Published March 31, 2023 | Version v1
The Graph Analysis toolbox is a number of software components for the computation, processing and analysis of graph collections.

Although the toolbox can be used generally for any type of data sources, it is specially oriented to the processing and analysis of large corpora of scientific documents. Starting from a given corpus of scientific documents (projects, papers, patents, etc.), the tools can be used to generate graphs describing the semantic similarity relations between documents; infer graphs connecting authors according to different types of relations (research affinity, cooperation, co-citation, etc.); and also infer graphs associated to other metadata in the corpus (affiliation, funding organizations, etc.). Additional analysis tools for node profiling and centralization measures can be used to identify the main features of documents, authors or other metadata based on the structure of their connections in the graph.

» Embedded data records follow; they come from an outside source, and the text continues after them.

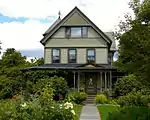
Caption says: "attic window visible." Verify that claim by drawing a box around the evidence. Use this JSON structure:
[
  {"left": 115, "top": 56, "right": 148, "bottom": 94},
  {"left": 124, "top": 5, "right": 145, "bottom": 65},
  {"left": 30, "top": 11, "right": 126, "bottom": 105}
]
[{"left": 66, "top": 27, "right": 88, "bottom": 38}]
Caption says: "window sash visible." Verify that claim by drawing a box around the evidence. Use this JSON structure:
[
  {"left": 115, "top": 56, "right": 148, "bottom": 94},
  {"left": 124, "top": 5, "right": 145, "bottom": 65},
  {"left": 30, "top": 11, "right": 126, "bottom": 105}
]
[
  {"left": 87, "top": 49, "right": 96, "bottom": 62},
  {"left": 52, "top": 49, "right": 60, "bottom": 63},
  {"left": 66, "top": 27, "right": 88, "bottom": 38},
  {"left": 70, "top": 27, "right": 82, "bottom": 37},
  {"left": 68, "top": 49, "right": 76, "bottom": 63}
]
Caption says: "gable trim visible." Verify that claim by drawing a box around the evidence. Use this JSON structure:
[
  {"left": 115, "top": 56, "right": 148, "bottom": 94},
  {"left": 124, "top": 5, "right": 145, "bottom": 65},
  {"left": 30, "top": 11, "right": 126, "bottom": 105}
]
[{"left": 40, "top": 7, "right": 112, "bottom": 47}]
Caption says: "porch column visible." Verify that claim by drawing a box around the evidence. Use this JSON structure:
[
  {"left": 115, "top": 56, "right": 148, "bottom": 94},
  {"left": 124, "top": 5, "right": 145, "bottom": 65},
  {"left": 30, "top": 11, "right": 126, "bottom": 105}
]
[
  {"left": 73, "top": 71, "right": 76, "bottom": 92},
  {"left": 78, "top": 72, "right": 80, "bottom": 92},
  {"left": 109, "top": 71, "right": 112, "bottom": 91},
  {"left": 100, "top": 72, "right": 103, "bottom": 93},
  {"left": 105, "top": 72, "right": 107, "bottom": 90}
]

The key modules of the toolbox are:

1. Import data from files or SQL / Neo4J databases, for the generation or the enrichment of graphs.

2. Generation and processing of graphs.

3. Management and processing structured collections of graphs (named supergraphs)

The results of the analysis can be stored in formats that facilitate their visualization through applications such as the IntelComp-native graph visualization component developed by Work Package 4, and other external applications like Gephi or software modules like Halo.

Moreover, a complete python application has been developed, and all the software functionalities can be exploited by using a terminal-based interface, allowing its integration in automated scripted processes and by user friendlier navigation through a menu hierarchy.